Posted on November 9, 2013 at 12:38 AM

Updated Saturday, Nov 9 at 10:17 PM

OPINION

Bradley Handwerger / WWLTV.com Sports Reporter
Email: bhandwerger@wwltv.com | Twitter: @wwltvsports

NEW ORLEANS — It’s easy to project greatness onto someone before they’ve earned it.

It’s easy to talk about building a franchise around a player who is still not old enough to drink, still not even through his freshman year of college.

But it’s when the talk turns to truth, when the fantasy turns to reality, that the truly great and truly special happen.

Hope met actuality in the New Orleans Arena Friday night.

Anthony Davis, the one they call The Brow, might just make soothsayers out of all of us.

Greg Oden he is not.

In New Orleans’ 96-85 win over the Los Angeles Lakers, Davis went for 32 points, 12 rebounds and six blocks.

He swatted Pau Gasol, ran the floor and finished with a layup.

He caught an outlet pass and soared down the lane, slamming the ball through the rim with one hand.

He stood 15-feet out, deftly sinking jumpers 6-foot-10 players aren’t supposed to hit easily.

He is, simply put, a game-changer, someone an All-Star looks at wide-eyed and a savvy veteran looks at longingly.

“I mean, he’s the franchise,” said guard Jrue Holiday, the All-Star. “He’s that guy. He’s the go-to guy and everybody here knows it. We want him to be that guy. It’s awesome to see. We  have the utmost confidence in him as a team, as a coaching staff and all that.”
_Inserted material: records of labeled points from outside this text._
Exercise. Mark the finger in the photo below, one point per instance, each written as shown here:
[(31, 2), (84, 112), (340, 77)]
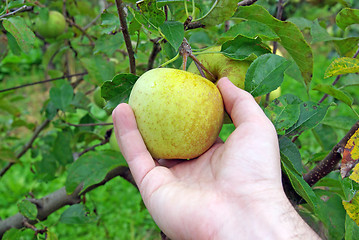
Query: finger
[(131, 143), (239, 104)]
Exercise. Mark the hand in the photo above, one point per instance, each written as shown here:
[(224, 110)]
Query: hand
[(233, 190)]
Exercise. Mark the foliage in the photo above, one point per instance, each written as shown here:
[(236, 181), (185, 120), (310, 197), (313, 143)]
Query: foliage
[(53, 135)]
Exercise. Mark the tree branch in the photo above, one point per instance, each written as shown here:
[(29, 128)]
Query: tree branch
[(329, 163), (21, 9), (58, 199), (246, 2), (126, 36)]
“It’s tough because you think somebody that can run that well can’t defend or they don’t want to defend,” said Jason Smith, the savvy veteran. “He wants to defend. He wants to get that blocked shot, spark the transition, get running. He gets a blocked shot and then goes and then he goes and gets a dunk, that’s really hard as a big.”

Pelicans coach Monty Williams has said time and again that Davis has barely scratched the surface of what he can do.
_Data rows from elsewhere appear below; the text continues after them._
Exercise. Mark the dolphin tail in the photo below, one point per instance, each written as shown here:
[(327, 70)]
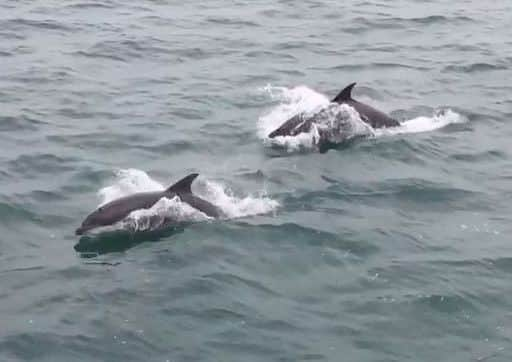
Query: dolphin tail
[(183, 186), (345, 94)]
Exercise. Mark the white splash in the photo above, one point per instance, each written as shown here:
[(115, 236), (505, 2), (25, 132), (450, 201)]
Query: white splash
[(341, 121), (439, 119), (130, 181)]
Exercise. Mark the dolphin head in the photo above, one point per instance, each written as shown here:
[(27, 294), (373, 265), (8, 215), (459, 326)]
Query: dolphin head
[(102, 216)]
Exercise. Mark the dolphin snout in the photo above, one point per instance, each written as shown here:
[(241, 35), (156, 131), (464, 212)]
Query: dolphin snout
[(81, 230)]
Friday night wasn’t a scratch. It was a full blown gash.

With New Orleans leading 84-81, Davis hit a 16-foot step-back jumper. A minute later, he blocked Gasol. Shortly thereafter, he completed a possession with an emphatic slam.

That was followed by another block of Gasol. He sprinted down the floor and finished with a fast-break layup.

Few other men of his size can take over a game in such a manner, especially one who is only in his second season.

“He’s a special player because he’s athletic,” Gasol said. “He’s able to block a shot on one end and sprint to the other end and get a layup or get an and-one. So you really have to keep up with him because he creates a threat to you that’s a little different than other players. ... He’s got a good shooting touch.

“He’s got a complete package for his second year in the league. It’s pretty impressive.”

That’s high praise coming from another savvy veteran.

It seems it’s just another affirmation that projections are becoming real. For once, everyone looks like they’re right.

And the Pelicans, for once, are the beneficiary.